How looper configures pipestat

As looper processes samples and creates a job submission script, if .looper.yaml config file contains pipestat section, it creates a pipestat configuration file, which merges information found in 1. pipeline interface and 2. looper_config file.

Looper combines the necessary configuration data and writes a pipestat configuration for each pipeline interface. The configuration file is then used by the pipeline interface (and pipeline) to create a PipestatManager object. This instantiated PipestatManager object can then be used to report results.

To configure looper to use pipestat, you must

1. Add pipestat section to the looper config file.

The looper config file must contain a pipestat section. This section must contain information on where to store results, which is either a file path for a results file, database credentials if using a PostgreSQL database backend, a SQLite path if using a SQLite database backend,or PEPhub registry path. Here are 4 examples showing how to configure pipestat to use different back-ends:

File back-end

.looper.yaml
pep_config: project_config_pipestat.yaml
output_dir: results
pipeline_interfaces:
  - ./pipeline_interface1_sample_pipestat.yaml
pipestat:
  flag_file_dir: output/results_pipeline
  results_file_path: tmp_pipestat_results.yaml

Postgres SQL database back-end

.looper.yaml
pep_config: project_config_pipestat.yaml 
output_dir: results
pipeline_interfaces:
  - ./pipeline_interface1_sample_pipestat.yaml
pipestat:
  flag_file_dir: output/results_pipeline
  database:
    dialect: postgresql
    driver: psycopg2
    name: pipestat-test
    user: postgres
    password: pipestat-password
    host: 127.0.0.1
    port: 5432

SQLite database back-end

.looper.yaml
pep_config: project_config_pipestat.yaml 
output_dir: results
pipeline_interfaces:
  - ./pipeline_interface.yaml
pipestat:
  flag_file_dir: output/results_pipeline
  database:
    sqlite_url: "sqlite:///yourdatabase.sqlite3"

PEPhub back-end

.looper.yaml
pep_config: project_config_pipestat.yaml # pephub registry path or local path
output_dir: results
pipeline_interfaces:
  - ./pipeline_interface1_sample_pipestat.yaml
pipestat:
  flag_file_dir: output/results_pipeline
  pephub_path: "databio/pipestat_demo:default"

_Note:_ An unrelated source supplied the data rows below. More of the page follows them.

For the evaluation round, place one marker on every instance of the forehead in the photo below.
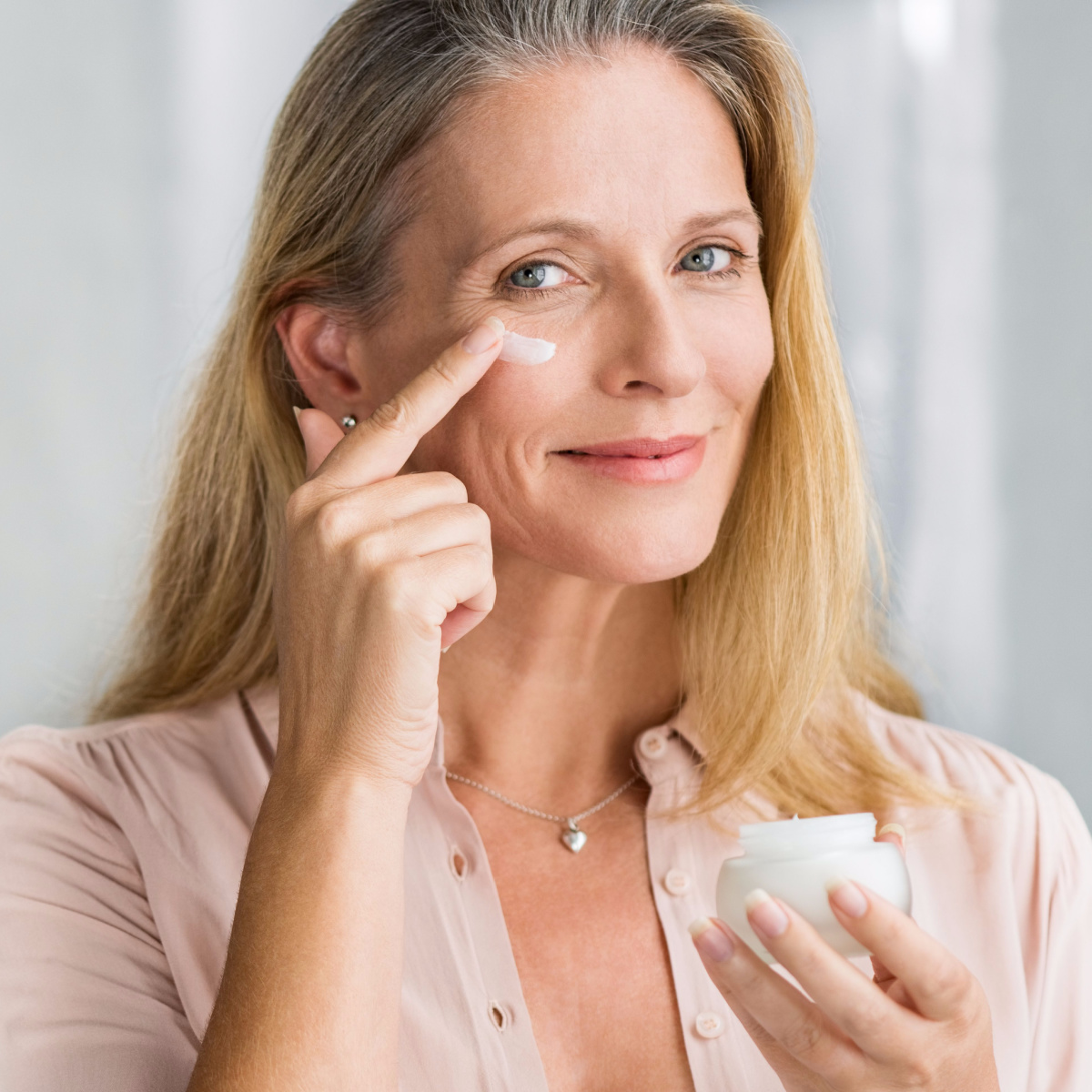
(632, 141)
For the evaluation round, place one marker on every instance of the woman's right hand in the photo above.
(379, 571)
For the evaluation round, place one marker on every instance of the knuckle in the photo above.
(393, 416)
(921, 1073)
(330, 523)
(865, 1020)
(369, 552)
(445, 369)
(392, 582)
(451, 487)
(480, 519)
(953, 983)
(806, 1038)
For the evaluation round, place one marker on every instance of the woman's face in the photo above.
(603, 207)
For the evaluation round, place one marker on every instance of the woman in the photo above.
(325, 839)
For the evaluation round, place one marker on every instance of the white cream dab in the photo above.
(520, 349)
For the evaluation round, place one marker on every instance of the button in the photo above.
(709, 1025)
(498, 1015)
(676, 883)
(652, 743)
(459, 863)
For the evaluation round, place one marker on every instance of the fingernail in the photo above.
(764, 915)
(893, 828)
(484, 337)
(711, 940)
(847, 896)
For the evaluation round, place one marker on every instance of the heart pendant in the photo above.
(574, 839)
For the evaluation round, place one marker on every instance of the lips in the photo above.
(642, 460)
(642, 448)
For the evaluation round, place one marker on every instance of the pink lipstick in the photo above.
(642, 460)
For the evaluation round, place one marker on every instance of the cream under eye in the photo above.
(535, 276)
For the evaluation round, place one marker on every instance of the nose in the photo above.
(651, 352)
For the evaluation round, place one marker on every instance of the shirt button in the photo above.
(709, 1025)
(652, 743)
(458, 862)
(676, 883)
(498, 1015)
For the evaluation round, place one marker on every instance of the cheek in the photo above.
(740, 361)
(489, 440)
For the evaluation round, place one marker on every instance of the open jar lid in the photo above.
(802, 836)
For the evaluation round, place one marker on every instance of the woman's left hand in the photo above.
(922, 1024)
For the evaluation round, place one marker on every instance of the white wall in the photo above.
(956, 142)
(131, 136)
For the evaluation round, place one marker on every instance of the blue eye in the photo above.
(705, 260)
(536, 276)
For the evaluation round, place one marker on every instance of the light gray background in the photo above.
(956, 152)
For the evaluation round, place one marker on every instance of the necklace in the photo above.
(572, 835)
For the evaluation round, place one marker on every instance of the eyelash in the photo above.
(720, 274)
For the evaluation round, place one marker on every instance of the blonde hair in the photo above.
(778, 626)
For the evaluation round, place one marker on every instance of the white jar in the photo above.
(795, 858)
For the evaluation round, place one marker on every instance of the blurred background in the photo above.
(953, 191)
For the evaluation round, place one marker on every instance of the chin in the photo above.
(622, 555)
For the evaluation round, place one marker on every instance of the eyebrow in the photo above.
(585, 232)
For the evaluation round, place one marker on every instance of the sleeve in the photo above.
(1062, 1040)
(86, 997)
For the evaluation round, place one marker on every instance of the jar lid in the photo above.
(807, 835)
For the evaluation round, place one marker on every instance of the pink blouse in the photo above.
(121, 846)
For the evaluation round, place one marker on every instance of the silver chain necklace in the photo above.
(572, 835)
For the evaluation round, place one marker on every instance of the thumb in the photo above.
(321, 435)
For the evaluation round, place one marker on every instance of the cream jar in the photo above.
(796, 858)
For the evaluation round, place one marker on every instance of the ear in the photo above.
(322, 353)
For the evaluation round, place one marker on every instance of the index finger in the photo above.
(378, 448)
(936, 981)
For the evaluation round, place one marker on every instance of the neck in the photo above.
(544, 698)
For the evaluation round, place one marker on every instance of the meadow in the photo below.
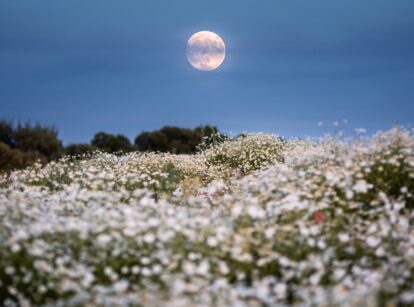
(252, 221)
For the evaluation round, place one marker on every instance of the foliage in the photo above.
(321, 223)
(79, 150)
(6, 133)
(246, 153)
(111, 143)
(10, 159)
(173, 139)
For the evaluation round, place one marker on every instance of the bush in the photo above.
(111, 143)
(174, 139)
(40, 142)
(246, 153)
(77, 150)
(6, 133)
(10, 158)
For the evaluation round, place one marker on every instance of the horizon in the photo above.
(122, 69)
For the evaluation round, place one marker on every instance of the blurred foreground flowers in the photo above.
(252, 221)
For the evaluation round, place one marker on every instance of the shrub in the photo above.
(38, 141)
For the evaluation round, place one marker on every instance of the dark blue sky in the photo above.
(120, 66)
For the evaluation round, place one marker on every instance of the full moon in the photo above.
(205, 50)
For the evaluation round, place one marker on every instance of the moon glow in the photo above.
(205, 50)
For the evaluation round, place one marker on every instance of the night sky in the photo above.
(120, 66)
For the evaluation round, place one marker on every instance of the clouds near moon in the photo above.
(205, 50)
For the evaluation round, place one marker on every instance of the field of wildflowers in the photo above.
(253, 221)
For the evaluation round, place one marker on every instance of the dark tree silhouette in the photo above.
(111, 143)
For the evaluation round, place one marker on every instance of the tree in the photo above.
(10, 158)
(6, 133)
(111, 143)
(40, 142)
(173, 139)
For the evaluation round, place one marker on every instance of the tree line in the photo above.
(22, 145)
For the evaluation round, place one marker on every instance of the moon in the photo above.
(205, 50)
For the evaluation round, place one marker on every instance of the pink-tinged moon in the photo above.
(205, 50)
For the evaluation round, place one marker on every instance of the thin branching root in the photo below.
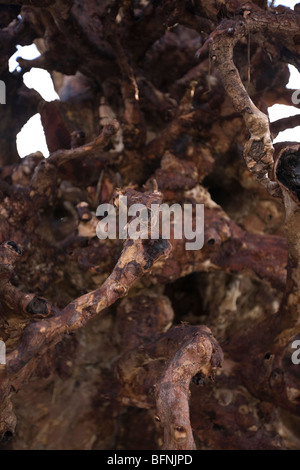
(123, 343)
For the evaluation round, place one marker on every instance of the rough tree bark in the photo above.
(145, 345)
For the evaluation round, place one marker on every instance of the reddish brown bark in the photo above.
(155, 104)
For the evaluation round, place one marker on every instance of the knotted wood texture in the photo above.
(142, 344)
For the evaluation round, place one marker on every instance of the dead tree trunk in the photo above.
(142, 344)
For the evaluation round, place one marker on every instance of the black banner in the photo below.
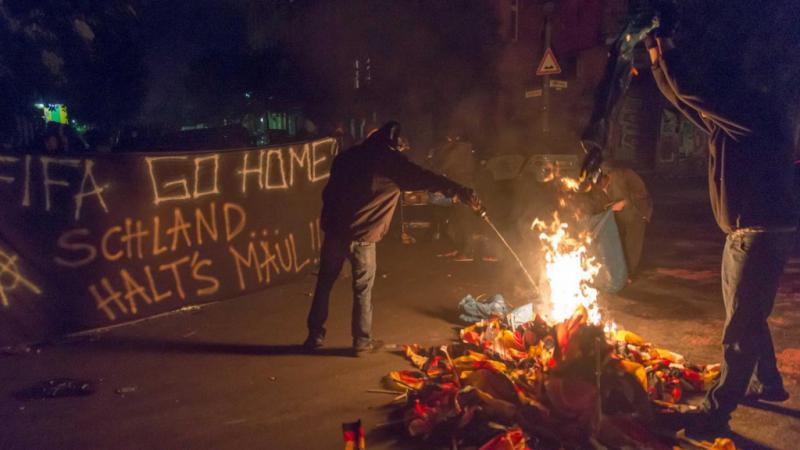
(95, 240)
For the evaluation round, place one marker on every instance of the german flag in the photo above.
(353, 436)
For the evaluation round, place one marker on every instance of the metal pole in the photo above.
(548, 9)
(485, 217)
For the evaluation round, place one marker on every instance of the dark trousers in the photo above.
(752, 264)
(362, 259)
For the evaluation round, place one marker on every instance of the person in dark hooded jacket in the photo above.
(357, 208)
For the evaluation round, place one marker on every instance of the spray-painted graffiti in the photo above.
(11, 278)
(126, 236)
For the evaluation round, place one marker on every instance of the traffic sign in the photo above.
(548, 65)
(533, 93)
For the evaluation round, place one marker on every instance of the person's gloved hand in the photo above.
(468, 197)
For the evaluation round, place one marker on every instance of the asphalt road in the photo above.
(231, 375)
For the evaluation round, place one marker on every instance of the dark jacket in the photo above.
(364, 187)
(750, 172)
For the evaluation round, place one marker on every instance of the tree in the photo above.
(86, 54)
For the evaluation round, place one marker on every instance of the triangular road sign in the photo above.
(548, 65)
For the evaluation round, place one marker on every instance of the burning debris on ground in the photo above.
(563, 377)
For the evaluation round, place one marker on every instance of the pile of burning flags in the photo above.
(537, 385)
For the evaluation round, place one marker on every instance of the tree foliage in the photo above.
(84, 53)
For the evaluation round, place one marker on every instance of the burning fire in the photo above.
(570, 272)
(570, 184)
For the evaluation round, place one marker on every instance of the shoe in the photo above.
(367, 346)
(313, 342)
(757, 391)
(703, 424)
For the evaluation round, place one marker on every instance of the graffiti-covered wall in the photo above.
(95, 240)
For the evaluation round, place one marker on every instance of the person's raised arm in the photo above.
(410, 177)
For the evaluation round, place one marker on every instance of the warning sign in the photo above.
(548, 65)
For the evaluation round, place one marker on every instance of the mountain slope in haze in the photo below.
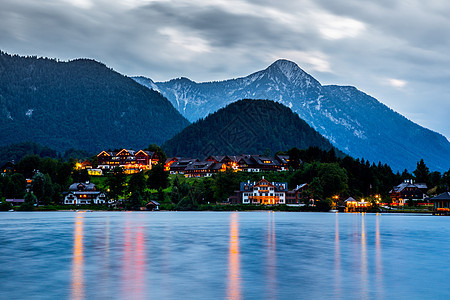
(353, 121)
(80, 104)
(246, 127)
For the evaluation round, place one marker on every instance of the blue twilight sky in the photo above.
(396, 51)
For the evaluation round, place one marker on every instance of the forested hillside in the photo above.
(246, 126)
(79, 104)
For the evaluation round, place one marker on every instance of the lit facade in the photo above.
(262, 192)
(130, 160)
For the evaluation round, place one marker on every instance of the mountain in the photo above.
(353, 121)
(246, 127)
(80, 104)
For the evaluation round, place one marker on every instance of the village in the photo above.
(259, 192)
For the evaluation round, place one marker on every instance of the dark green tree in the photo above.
(333, 178)
(162, 157)
(116, 183)
(225, 184)
(28, 165)
(157, 177)
(422, 172)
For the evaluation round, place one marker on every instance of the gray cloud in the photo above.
(393, 50)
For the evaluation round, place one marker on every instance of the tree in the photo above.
(137, 183)
(294, 158)
(42, 188)
(15, 186)
(224, 185)
(157, 177)
(136, 187)
(28, 165)
(334, 179)
(422, 173)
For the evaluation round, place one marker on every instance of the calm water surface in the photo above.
(231, 255)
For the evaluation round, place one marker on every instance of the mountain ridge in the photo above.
(246, 127)
(79, 104)
(353, 121)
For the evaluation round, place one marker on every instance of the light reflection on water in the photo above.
(211, 255)
(234, 272)
(271, 258)
(78, 260)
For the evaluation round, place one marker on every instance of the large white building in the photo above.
(263, 192)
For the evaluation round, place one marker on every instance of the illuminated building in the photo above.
(352, 205)
(130, 160)
(407, 190)
(442, 204)
(262, 192)
(84, 193)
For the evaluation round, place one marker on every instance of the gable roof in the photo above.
(85, 186)
(406, 184)
(444, 196)
(131, 152)
(350, 199)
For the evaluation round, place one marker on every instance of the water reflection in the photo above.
(234, 276)
(337, 259)
(378, 256)
(134, 262)
(271, 258)
(364, 274)
(78, 260)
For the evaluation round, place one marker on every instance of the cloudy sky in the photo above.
(395, 50)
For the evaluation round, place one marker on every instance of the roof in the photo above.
(15, 200)
(131, 152)
(408, 184)
(86, 192)
(85, 186)
(299, 187)
(217, 158)
(200, 165)
(442, 197)
(182, 163)
(279, 186)
(282, 158)
(148, 153)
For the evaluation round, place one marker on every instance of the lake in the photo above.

2. The pipeline interface must include information required by pipestat such as pipeline_name and an output schema path:

pipeline_interface.yaml
pipeline_name: example_pipestat_pipeline
output_schema: pipeline_pipestat/pipestat_output_schema.yaml
sample_interface:
  command_template: >
    python {looper.piface_dir}/count_lines.py {sample.file} {sample.sample_name} {pipestat.results_file}

Using the above information, Looper will construct the pipestat configuration file automatically. It will have the name pipestat_config_{pipeline_name}.yaml and be placed in the results output directory. It will contain the aggregation of pipestat relevant items found in the looper config file and the pipeline interface.

example of pipestat_config_count_lines.yaml
results_file_path: /home/drc/GITHUB/hello_looper/hello_looper/pipestat_example/./results/count_lines/results.yaml
flag_file_dir: /home/drc/GITHUB/hello_looper/hello_looper/pipestat_example/./results/flags
output_dir: /home/drc/GITHUB/hello_looper/hello_looper/pipestat_example/./results
schema_path: /home/drc/GITHUB/hello_looper/hello_looper/pipestat_example/pipeline/pipestat_output_schema.yaml
pipeline_name: count_lines

Summary

  • Configure pipestat through the pipestat section on the looper config.
  • You can control where the results of your pipeline are stored by configuring pipestat's back-end.